出典:https://bike-lineage.org/etc/sportster/block_head_sportster.html
第3世代スポーツスターから搭載されたエボリューションエンジンが下の画像です。
出典:https://www.virginharley.com/engineguide/evolution/
エンジンの主要部品がブロックのように積まれていることから通称「ブロックヘッドエンジン」とも呼ばれました。エボリューションエンジンは、ホンダがハーレーに技術提供したという噂もあります。
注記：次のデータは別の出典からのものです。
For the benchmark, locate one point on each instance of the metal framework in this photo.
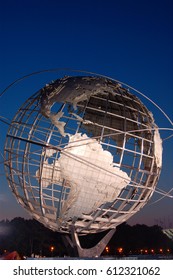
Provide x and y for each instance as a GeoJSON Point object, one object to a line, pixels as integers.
{"type": "Point", "coordinates": [53, 174]}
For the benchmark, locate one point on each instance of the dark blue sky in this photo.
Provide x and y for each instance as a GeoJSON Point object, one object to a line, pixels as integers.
{"type": "Point", "coordinates": [131, 41]}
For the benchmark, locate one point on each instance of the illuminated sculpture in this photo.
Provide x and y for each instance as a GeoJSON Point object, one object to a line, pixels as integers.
{"type": "Point", "coordinates": [83, 155]}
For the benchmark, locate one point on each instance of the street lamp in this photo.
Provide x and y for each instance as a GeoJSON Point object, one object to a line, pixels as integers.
{"type": "Point", "coordinates": [52, 248]}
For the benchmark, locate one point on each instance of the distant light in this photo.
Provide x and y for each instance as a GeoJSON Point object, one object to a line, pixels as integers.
{"type": "Point", "coordinates": [120, 250]}
{"type": "Point", "coordinates": [52, 248]}
{"type": "Point", "coordinates": [107, 249]}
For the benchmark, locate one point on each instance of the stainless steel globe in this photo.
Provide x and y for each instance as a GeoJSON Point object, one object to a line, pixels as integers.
{"type": "Point", "coordinates": [84, 152]}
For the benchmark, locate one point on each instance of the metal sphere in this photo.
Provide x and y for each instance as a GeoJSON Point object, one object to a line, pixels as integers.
{"type": "Point", "coordinates": [83, 151]}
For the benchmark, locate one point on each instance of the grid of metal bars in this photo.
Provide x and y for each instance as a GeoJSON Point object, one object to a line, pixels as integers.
{"type": "Point", "coordinates": [121, 124]}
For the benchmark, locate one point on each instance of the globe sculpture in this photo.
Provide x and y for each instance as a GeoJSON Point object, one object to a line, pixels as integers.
{"type": "Point", "coordinates": [83, 155]}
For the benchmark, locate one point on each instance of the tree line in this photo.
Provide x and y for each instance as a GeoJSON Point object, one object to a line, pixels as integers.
{"type": "Point", "coordinates": [30, 238]}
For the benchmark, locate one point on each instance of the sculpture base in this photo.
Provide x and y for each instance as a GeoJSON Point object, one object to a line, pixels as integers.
{"type": "Point", "coordinates": [76, 250]}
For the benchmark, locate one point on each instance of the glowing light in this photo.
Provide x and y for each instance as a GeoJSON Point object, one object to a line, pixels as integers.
{"type": "Point", "coordinates": [120, 250]}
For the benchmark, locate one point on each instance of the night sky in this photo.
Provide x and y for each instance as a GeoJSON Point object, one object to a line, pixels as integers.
{"type": "Point", "coordinates": [131, 41]}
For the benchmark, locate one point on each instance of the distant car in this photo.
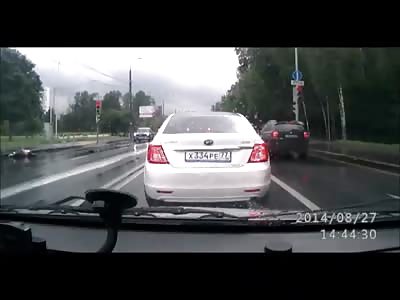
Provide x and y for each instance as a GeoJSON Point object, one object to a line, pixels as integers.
{"type": "Point", "coordinates": [143, 134]}
{"type": "Point", "coordinates": [206, 157]}
{"type": "Point", "coordinates": [286, 137]}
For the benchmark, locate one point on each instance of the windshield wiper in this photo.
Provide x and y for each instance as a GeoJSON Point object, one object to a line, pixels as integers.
{"type": "Point", "coordinates": [57, 207]}
{"type": "Point", "coordinates": [151, 211]}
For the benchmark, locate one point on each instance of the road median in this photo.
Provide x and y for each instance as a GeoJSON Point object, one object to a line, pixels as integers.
{"type": "Point", "coordinates": [364, 154]}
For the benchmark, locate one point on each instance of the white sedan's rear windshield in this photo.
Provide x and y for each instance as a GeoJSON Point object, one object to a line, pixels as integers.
{"type": "Point", "coordinates": [143, 130]}
{"type": "Point", "coordinates": [204, 124]}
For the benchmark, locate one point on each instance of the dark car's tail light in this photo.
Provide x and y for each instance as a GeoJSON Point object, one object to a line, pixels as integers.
{"type": "Point", "coordinates": [259, 153]}
{"type": "Point", "coordinates": [156, 155]}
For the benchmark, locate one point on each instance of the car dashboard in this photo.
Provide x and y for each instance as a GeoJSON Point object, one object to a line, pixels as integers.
{"type": "Point", "coordinates": [87, 239]}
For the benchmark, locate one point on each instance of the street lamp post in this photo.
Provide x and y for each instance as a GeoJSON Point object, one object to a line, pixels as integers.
{"type": "Point", "coordinates": [131, 99]}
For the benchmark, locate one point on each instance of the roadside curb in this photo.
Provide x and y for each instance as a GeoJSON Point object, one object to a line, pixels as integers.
{"type": "Point", "coordinates": [357, 160]}
{"type": "Point", "coordinates": [91, 148]}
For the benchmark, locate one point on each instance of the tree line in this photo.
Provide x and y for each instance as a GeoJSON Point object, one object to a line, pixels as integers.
{"type": "Point", "coordinates": [21, 94]}
{"type": "Point", "coordinates": [116, 116]}
{"type": "Point", "coordinates": [368, 78]}
{"type": "Point", "coordinates": [21, 103]}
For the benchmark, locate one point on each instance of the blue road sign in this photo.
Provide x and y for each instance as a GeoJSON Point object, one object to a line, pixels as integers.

1960年代から始まった、日本の二輪メーカーの小排気量バイクの猛攻でハーレーは一時経営危機に晒されました。そこで、1969年に米国大手機械メーカーであるAMFから保護買収されるまでになり、AMF Harley-Davidsonとして経営再建に10年間取り組みました。
ただし、経営再建中の10年間はリストラにより優秀な人材を失ってしまい、この間に販売した製品は故障だらけとなったと言われています。この時代を「ハーレー暗黒の10年」とファンからは呼ばれているほどです。1973年当時は、850cc超クラスのバイクではシェア80%以上を誇っていたハーレーですが、1983年には23%にまで落ち込んだことをみるとその深刻さがうかがえます。
1981年からハーレー創業者の孫を筆頭に投資家グループが立ち上がり、AMFから株式を買い戻してハーレー再建に乗り出しました。この再建計画によりハーレーは技術提供をホンダに頼ったとも噂されているのです。その結果、エボリューションエンジンを開発するまでに回復、現在の押しも押されもしない地位を確立しました。
また、レーガン政権による1983年の施行の通称「ハーレー保護法」がハーレーの再建を後押ししたとも言われています。この法律は、700cc以上のバイクの輸入関税を4.4%から49.4%に引き上げるというものだったため、実際ハーレーには大きなプラスとなったことは間違いないでしょう。
出典:https://www.virginharley.com/interview/ownerinterview18/
これらの要素が重なり、650cc超バイクのハーレーのシェアは1999年には49.5%まで回復しています。また1989年、ハーレージャパンが設立され、日本でも「パパサン」の愛称で人気を集め、空前の売上を記録したのです。
出典:https://aljyan-beyond.com/blog/p1494/
ハーレーダビッドソンのスポーツスターは、1986年モデルからフレームについてもリジットフレームとなり軽量化されました。加えて強度、しなやかさ、直進安定性、取り回しのしやすさまで大幅に進化したと言えます。このフレームは、通称「リジスポ」と呼ばれています。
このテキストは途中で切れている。